Dutch mi ha preso le mani e non sono sicura di poterlo lasciar andare, ma Geoff tossicchia impaziente e così alla fine, sentendomi molto nobile, lo libero e dico: «Fai. Fai quello che devi».
Guardo Dutch che segue Geoff fino a una grande berlina aziendale nera e si siede dietro. Non è affatto la macchina che avevo immaginato per lui. E neanche un autista che gli aprisse la portiera. O il “Financial Times” pronto sul sedile posteriore.
«Aspetta!» esclamo, mentre Geoff sta per chiudere la portiera. «Cos’è che devi fare? Che lavoro fai?»
«È un’azienda di famiglia» risponde Dutch, ancora più teso. «Perciò… ecco.»
«Ma mi hai parlato di un laboratorio» dico, totalmente confusa.
«Sì. Nello studio di design c’è anche un laboratorio.»
«Ma cosa fate?» chiedo, leggermente esasperata. «Questa azienda, cosa fa?»
«Case delle bambole.»
«Cosa?» Lo fisso, pensando di aver capito male.
«Case delle bambole» ripete. «E bambole. Le facciamo da sempre. Le collezionano in tutto il mondo.»
Giocattoli? Non mi aspettavo neanche questo.
«Oh.» Prendo tempo, cercando qualcosa da dire sulle case delle bambole. «Bello! Fighissimo! A presto.»
«Prima possibile. È stato meraviglioso.» Mi guarda negli occhi. «Veramente.»
«Mi mancherai» gli dico impulsivamente.
«Anche tu.» Annuisce, poi si gira. «Andiamo, Geoff.»
Geoff chiude la portiera e si siede al suo posto. Mette in moto e l’auto sta partendo quando mi rendo conto di una cosa atroce e assolutamente spaventosa. Parto a razzo inseguendo la macchina, con Harold che abbaia come un pazzo, e batto sul finestrino finché l’auto si ferma e il finestrino si abbassa.
«Non ti ho dato il mio numero di telefono!»
«Merda.»
«Sì.» Ci fissiamo, tutti e due sconvolti dall’enormità di quello che stava per succedere, poi gli porgo il mio telefono. «Scrivilo qui» gli dico senza fiato. «Ah, un’ultima cosa. Come ti chiami? Io sono Ava. E tu?»
«Oh, sì. Non te l’ho detto.» Finisce di scrivere il suo numero, poi mi guarda. «Sono Matt. Diminutivo di Matthias.»
«Matt!» Sorrido, perché Matt mi piace, anche se non è Jean-Luc. Lo salvo come Dutch/Matt, gli mando un messaggio e sospiro di sollievo. «Ciao, Matt, lieta di conoscerti.»
«Ciao, Ava.» Strizza gli occhi sorridendo. «Lieto di conoscerti. Bel recupero, brava.»

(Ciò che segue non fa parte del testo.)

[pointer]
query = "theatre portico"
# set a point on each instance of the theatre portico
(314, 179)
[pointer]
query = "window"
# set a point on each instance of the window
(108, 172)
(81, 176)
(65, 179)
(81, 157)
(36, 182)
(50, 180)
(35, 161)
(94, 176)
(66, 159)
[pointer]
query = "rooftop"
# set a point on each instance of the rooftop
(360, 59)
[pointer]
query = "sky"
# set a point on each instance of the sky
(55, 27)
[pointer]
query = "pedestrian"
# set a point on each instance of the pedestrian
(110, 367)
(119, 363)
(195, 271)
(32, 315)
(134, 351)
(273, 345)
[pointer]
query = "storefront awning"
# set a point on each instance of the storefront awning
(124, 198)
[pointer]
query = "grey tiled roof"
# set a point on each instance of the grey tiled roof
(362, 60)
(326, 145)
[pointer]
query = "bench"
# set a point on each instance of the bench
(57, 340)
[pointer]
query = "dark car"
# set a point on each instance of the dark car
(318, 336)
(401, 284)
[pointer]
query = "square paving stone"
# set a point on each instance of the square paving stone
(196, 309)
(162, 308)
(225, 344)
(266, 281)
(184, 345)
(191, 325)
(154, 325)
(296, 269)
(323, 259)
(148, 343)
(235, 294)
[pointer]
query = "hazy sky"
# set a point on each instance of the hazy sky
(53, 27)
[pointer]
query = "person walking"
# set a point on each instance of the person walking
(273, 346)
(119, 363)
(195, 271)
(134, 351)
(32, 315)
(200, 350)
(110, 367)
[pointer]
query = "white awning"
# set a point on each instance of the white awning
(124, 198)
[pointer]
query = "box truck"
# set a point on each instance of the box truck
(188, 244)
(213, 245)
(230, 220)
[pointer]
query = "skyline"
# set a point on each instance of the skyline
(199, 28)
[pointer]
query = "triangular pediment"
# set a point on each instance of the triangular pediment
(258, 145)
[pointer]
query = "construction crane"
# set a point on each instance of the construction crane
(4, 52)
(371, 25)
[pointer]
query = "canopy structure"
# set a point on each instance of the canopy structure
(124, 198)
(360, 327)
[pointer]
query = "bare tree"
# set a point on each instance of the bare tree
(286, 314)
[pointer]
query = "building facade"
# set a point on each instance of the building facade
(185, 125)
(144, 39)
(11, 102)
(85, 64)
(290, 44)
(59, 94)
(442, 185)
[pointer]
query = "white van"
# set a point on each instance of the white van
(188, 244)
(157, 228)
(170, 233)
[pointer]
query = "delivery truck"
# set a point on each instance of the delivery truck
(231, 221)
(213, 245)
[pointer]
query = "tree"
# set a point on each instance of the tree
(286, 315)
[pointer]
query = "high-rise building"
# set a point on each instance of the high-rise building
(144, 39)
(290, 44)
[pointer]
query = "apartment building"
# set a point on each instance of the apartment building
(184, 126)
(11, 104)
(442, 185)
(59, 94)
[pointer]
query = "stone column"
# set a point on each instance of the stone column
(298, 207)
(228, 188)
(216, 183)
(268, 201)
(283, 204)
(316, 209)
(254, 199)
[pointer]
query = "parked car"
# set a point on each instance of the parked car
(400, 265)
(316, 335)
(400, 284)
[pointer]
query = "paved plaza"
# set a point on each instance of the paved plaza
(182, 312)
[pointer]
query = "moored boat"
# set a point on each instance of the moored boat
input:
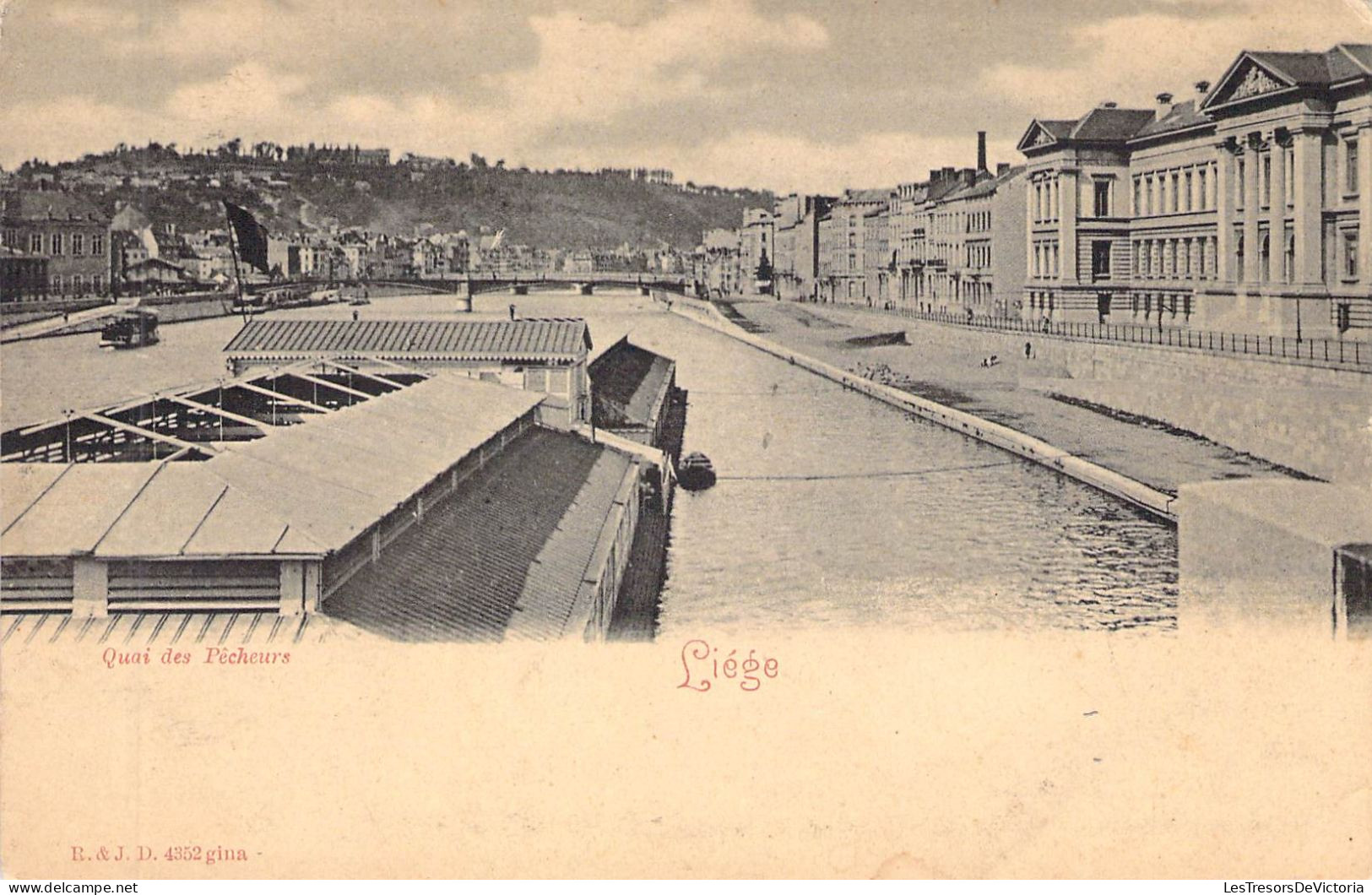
(696, 473)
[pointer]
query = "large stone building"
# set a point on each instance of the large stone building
(1247, 208)
(65, 230)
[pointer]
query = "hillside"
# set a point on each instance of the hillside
(541, 209)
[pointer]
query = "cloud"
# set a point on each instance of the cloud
(1132, 58)
(73, 125)
(597, 69)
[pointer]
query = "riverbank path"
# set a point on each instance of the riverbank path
(1152, 453)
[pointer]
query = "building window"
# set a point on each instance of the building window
(1101, 260)
(1102, 198)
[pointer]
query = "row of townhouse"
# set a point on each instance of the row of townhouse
(1246, 208)
(924, 246)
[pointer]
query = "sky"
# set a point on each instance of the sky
(786, 95)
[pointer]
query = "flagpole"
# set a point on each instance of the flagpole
(234, 250)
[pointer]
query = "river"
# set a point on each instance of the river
(830, 508)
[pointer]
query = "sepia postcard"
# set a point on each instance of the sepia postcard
(686, 438)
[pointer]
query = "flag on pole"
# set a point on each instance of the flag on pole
(250, 235)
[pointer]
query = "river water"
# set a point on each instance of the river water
(830, 508)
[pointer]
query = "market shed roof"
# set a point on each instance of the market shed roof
(533, 339)
(303, 489)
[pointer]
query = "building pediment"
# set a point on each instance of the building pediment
(1245, 80)
(1036, 136)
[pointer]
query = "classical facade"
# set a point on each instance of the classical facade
(1245, 209)
(66, 231)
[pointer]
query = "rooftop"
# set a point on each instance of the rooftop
(626, 383)
(46, 205)
(303, 486)
(527, 522)
(530, 339)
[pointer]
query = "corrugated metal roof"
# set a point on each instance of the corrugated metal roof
(546, 605)
(303, 489)
(468, 339)
(625, 382)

Richiude il finestrino e guardo l’auto allontanarsi, mentre elaboro questa nuova informazione. Matt. Matthias. Case delle bambole. (Case delle bambole?) Matt Warwick. Matt. Vi presento Matt, il mio ragazzo. Ciao, lui è Matt. Conosci Matt?
Suona bene. Familiare. Credo di averlo sempre saputo, che si chiamava Matt.